- Born April-June 1909 at Pendleton, Salford
- Married 1933 Vera Russell CHECK
- Died 1996
Henry Elder was born in Pendleton, Salford, in 1909, the son of Henry Elder, cabinet maker, and his wife, Jane. He received his education at the Royal Technical College in Salford (bricklaying), in the School of Architecture at the University of Manchester, and the Manchester College of Technology. He began his teaching career in 1933 at Manchester College of Art whilst also engaged in private practice with Gwylim Caradoc Roberts under the style Roberts Wood and Elder where he specialized in theatre and, more especially, cinema design. This represented a significant departure for a practice that had previously specialised in laying out new estates and producing house plans for speculative builders, particularly in Crumpsall.

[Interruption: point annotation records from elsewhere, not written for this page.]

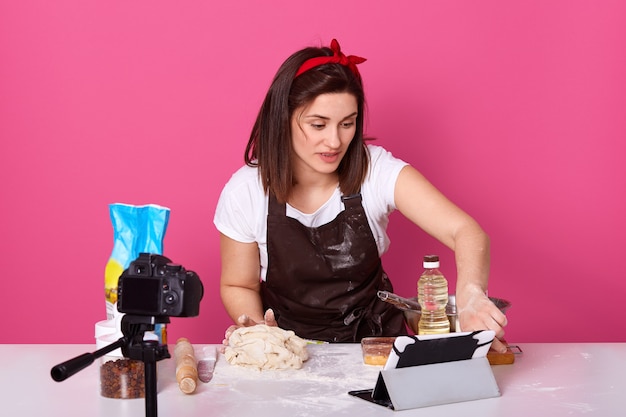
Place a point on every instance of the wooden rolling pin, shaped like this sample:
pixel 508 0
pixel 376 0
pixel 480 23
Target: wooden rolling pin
pixel 186 366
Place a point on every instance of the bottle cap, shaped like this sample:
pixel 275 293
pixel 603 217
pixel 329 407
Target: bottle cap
pixel 431 261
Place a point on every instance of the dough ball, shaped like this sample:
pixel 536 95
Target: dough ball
pixel 266 347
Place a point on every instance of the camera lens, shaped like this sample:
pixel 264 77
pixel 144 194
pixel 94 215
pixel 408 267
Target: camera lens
pixel 170 298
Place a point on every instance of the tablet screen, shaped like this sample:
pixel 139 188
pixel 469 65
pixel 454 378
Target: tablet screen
pixel 429 349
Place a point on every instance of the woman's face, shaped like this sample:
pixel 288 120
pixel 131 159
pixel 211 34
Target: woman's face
pixel 321 133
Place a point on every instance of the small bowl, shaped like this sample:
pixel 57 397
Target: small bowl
pixel 412 316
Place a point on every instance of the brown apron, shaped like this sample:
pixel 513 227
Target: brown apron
pixel 322 282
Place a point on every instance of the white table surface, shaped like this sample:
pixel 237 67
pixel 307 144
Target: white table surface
pixel 558 379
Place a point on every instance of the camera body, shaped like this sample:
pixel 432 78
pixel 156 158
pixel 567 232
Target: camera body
pixel 154 286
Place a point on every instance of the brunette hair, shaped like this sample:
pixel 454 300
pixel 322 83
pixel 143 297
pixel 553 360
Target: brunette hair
pixel 269 147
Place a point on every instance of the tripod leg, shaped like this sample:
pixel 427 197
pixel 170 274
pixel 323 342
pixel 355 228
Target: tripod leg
pixel 150 380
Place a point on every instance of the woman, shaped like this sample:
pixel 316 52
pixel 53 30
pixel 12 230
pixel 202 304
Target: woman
pixel 303 223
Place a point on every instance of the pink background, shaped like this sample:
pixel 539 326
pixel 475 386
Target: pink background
pixel 515 111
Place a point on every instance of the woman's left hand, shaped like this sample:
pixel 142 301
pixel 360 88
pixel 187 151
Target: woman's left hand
pixel 245 321
pixel 477 312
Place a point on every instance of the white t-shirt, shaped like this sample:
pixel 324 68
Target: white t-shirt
pixel 241 212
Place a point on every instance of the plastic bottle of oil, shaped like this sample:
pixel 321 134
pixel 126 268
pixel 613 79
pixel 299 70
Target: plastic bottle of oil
pixel 432 295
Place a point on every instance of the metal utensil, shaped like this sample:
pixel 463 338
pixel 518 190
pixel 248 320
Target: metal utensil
pixel 398 301
pixel 206 363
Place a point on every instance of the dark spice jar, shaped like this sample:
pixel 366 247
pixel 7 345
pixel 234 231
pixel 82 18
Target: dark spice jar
pixel 122 378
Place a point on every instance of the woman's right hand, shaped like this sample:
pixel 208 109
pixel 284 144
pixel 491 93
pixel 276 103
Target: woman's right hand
pixel 245 321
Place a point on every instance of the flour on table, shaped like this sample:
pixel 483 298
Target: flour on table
pixel 266 347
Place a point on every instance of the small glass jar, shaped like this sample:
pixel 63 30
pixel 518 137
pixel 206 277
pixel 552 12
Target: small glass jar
pixel 376 349
pixel 120 377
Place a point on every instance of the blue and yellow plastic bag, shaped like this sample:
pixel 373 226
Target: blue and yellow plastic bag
pixel 136 229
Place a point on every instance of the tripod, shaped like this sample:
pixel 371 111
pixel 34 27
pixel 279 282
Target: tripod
pixel 133 347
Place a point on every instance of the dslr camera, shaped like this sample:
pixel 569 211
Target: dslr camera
pixel 154 286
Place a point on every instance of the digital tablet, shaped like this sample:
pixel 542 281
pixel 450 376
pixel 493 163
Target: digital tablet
pixel 429 349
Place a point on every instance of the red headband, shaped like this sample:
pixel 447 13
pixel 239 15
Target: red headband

Before the war Elder had become fascinated by Japanese architecture and had travelled to the country and had had his observations published. Ironically the expertise and insight he gained was utilised by the military during the war and he was consulted on how best to destroy Japanese buildings with aerial bombing. He served in the British forces from 1940-46 designing ordinance factories and doing weapons research for which he was awarded an OBE
In 1952 a partnership was formed between Enrico De Pierro and Henry Elder to implement the design for a technical college at Poole, Dorset, after the competition had been won by De Pierro in 1951. It was a general practice with special interest in schools and theatres. De Pierro was trained at McGill and Michigan Universities; Elder at Manchester University. Both partners also taught. In 1956 the partnership carried out the Middlesbrough Little Theatre. During this period Elder produced designs for two houses on a steeply sloping site at Alderley Edge
Disillusioned by the state of post-war British architecture Henry Elder emigrated to North America in 1958 when he was appointed professor in charge of graduate studies in architecture at Cornell University before teaching briefly at Stamford in 1961. The following year President Norman Mackenzie recruited him to direct the School of Architecture at University of British Columbia. He remained director for twelve years until his retirement in 1974. Henry Elder was an advocate for change and he developed a school that the Commonwealth Association of Architects called "unique in the English-speaking world". Elder used a number of methods to develop a creative sense in his students. His directions were controversial and unorthodox. He encouraged student representation in all of the school's committees and he fostered the increased enrolment of women into the School of Architecture. He stated that "The most significant change is that the school has been concerned with understanding architecture rather than the production of architects". In many ways his School of Architecture, its students and its faculty mirrored the changing culture of society in the late 1960s.